Six Russian long-range bombers will participate in joint military maneuvers with China later this month, and the two countries are expected to hold larger exercises in the future, Russian military officials said Wednesday.

But Col. Gen. Vladimir Moltenskoi, deputy chief of Russia's Land Forces in charge of the exercise, said that the two nations had no intention of creating a joint group of forces in the Pacific region.

"We aren't creating such a group, we don't have such plans, at least I don't know anything about them," Moltenskoi said.

The Aug. 18-25 exercises on the Shandong peninsula, on the Yellow Sea, underscore growing military ties between the two former Cold War rivals, who have developed a "strategic partnership" cemented by their joint wariness of the United States and its wide influence on global affairs.

Russian officials have said about 10,000 troops - 1,800 of them Russian - will take place in the exercise, in which the Shandong poses as an imaginary state riven by warring parties that Russia and China will move to separate.

Russia will also field a navy squadron, including submarines, and practice air and sea landings.

Moltenskoi said Wednesday that two Tu-95 strategic bombers and four Tu-22M long-range bombers will also take part in the exercise on the peninsula, located about 440 kilometers (275 miles) southeast of Beijing.

The Tu-95s will conduct demonstration flights over the area while the Tu-22Ms will test-fire missiles at ground targets, Moltenskoi said.

Gen. Yuri Baluyevsky, the head of the Russian armed forces general staff, said the long-range bombers will be participating because the region is far away from Russian air bases.

But earlier this year, Russia's air force chief said that the reason for engaging strategic bombers in the drill was to generate Chinese interest in buying the aircraft. Both types of bombers are capable of hitting distant targets with long-haul conventional or nuclear-tipped cruise missiles, the AP reports.

"The navy can and must be engaged in blocking parts of the territory of this state," Baluyevsky was quoted as saying by the Izvestia daily newspaper. "And aircraft can be used for blocking it from the air."

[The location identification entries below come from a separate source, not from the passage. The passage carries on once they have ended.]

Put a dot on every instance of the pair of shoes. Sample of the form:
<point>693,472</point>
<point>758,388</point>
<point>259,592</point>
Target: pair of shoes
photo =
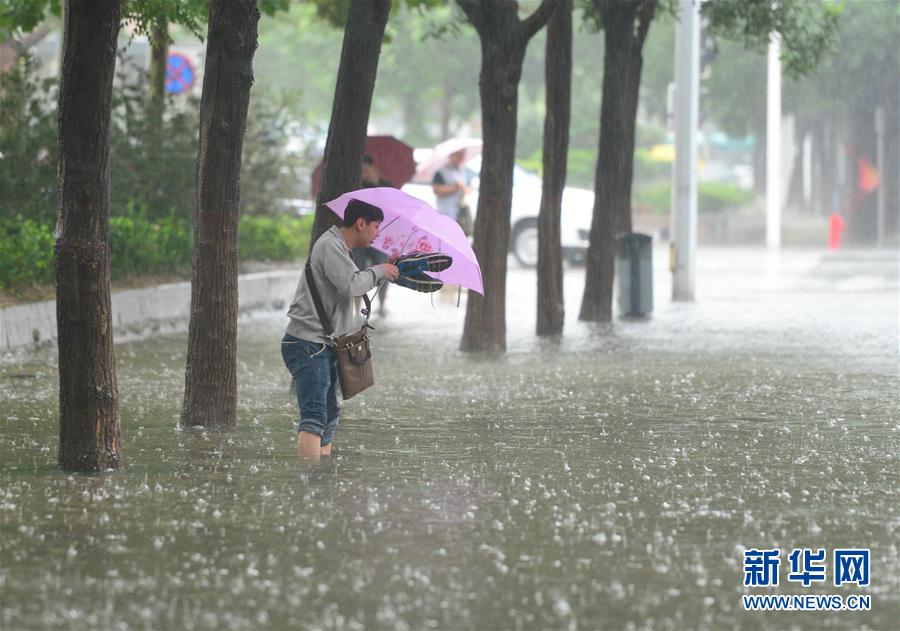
<point>419,282</point>
<point>418,262</point>
<point>413,266</point>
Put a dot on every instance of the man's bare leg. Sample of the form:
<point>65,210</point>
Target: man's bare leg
<point>309,445</point>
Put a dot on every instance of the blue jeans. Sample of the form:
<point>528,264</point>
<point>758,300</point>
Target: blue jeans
<point>314,370</point>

Earlier news reports suggested the exercise might be held near Taiwan, which would make it look like a rehearsal for a Chinese invasion of the island that Beijing claims as part of its territory. China has threatened repeatedly to attack if the island pursues formal independence.

Moscow and Beijing insisted that the exercise, the first such drill ever, was not aimed at any third country.

Baluyevsky also said "such maneuvers could be held on a larger scale in the future."